Laura is a correspondent and investigative reporter for National Public Radio (NPR) who was born in 1974, in San Francisco, California, United States.

Laura Sullivan Age

Laura was born in 1974, in San Francisco, California, United States 

Laura Sullivan Career

Laura covers crime, punishment, and prisons for Morning Edition, All Things Considered, and other NPR programs. Her work advocates in shedding light on some of the country’s most disadvantaged people. Laura is one of NPR’s most decorated journalists, with three Peabody Awards two Alfred I. DuPont-Columbia University Awards, as well as more than a dozen other prestigious national awards .

Laura Sullivan Salary

Laura Salary Estimates is to be between 24,292 USD to 72,507 USD . This translates to an hourly average wage of between 10.15 USD and 31.32 USD . This is Per our average wage estimates for a journalist in the United States.

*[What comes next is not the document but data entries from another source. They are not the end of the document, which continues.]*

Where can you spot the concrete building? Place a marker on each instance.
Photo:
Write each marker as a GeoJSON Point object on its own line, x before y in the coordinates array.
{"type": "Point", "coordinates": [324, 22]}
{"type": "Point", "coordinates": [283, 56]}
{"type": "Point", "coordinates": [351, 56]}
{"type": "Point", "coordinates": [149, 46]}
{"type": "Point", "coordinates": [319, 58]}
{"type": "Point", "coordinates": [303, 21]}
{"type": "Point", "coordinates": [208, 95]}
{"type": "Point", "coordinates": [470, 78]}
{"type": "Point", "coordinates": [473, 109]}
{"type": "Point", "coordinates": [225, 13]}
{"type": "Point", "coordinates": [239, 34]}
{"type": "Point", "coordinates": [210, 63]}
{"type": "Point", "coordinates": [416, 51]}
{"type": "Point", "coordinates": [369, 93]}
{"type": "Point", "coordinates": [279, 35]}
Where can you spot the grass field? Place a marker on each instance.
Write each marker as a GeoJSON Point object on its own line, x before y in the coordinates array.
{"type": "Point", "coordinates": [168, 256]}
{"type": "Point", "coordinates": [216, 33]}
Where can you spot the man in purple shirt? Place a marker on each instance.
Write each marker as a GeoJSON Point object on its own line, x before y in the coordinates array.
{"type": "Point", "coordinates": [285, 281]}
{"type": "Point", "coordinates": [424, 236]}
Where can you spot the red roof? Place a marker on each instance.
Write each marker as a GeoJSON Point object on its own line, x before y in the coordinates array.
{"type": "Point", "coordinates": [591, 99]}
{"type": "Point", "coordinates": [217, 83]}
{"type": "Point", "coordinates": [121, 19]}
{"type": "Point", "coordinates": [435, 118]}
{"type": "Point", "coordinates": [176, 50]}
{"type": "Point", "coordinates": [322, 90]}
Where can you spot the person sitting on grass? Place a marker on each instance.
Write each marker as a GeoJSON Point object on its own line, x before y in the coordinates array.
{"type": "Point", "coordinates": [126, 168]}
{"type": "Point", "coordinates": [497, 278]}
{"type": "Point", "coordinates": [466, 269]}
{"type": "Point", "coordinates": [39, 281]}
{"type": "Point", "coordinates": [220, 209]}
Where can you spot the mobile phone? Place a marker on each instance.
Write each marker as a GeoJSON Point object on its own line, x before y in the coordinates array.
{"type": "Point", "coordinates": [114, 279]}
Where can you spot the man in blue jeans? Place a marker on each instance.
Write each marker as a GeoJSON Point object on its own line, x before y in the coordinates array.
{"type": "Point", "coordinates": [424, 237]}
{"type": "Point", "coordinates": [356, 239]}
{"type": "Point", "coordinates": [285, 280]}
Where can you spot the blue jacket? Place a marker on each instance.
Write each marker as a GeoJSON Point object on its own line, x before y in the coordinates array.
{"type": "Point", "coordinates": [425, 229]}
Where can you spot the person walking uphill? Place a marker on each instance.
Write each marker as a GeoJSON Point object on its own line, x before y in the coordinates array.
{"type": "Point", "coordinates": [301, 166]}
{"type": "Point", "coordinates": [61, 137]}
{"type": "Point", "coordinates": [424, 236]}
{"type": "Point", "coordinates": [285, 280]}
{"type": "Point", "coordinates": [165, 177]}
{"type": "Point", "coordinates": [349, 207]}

However, these figures vary according to the level of one’s job position .

Laura Sullivan Net Worth

Laura Net Worth has an estimate of 1 Million USD to 5 Million USD as of 2021. These includes her assets, money, and income. Her primary source of income is her career as a correspondent and investigative reporter. Through her various sources of income, Laura has been able to accumulate good fortune but prefers to lead a modest lifestyle.

Laura Sullivan Family

Laura was born and brought up by her parents in San Francisco, California. However , family background is not publicly available, once information is known this section shall be updated .

Laura Sullivan Husband

Laura has kept her love life private , However, information about her dating life is not available. It is therefore not known whether she is married or has any children. However, this information will be updated as soon as it is available.

Laura Sullivan Education

Laura graduated from the San Francisco, California, Lick-Wilmerding High School and the Northwestern University Medill School of Journalism. In 1996, Laura and two senior college fellows extended a class assignment that eventually released four people (Ford Heights Four) who were wrongfully convicted of a 1978 murder in the South Side of Chicago;
The case was one of several cases that resulted in a moratorium on the death penalty in Illinois. The project earned a unique summons from Investigative Reporters and Editors



By Otis

Otieno is is an experienced writer with the skills for his unparalleled storytelling and insight. Born and raised in Kakamega, Kenya, Otieno developed a passion for writing from an early age.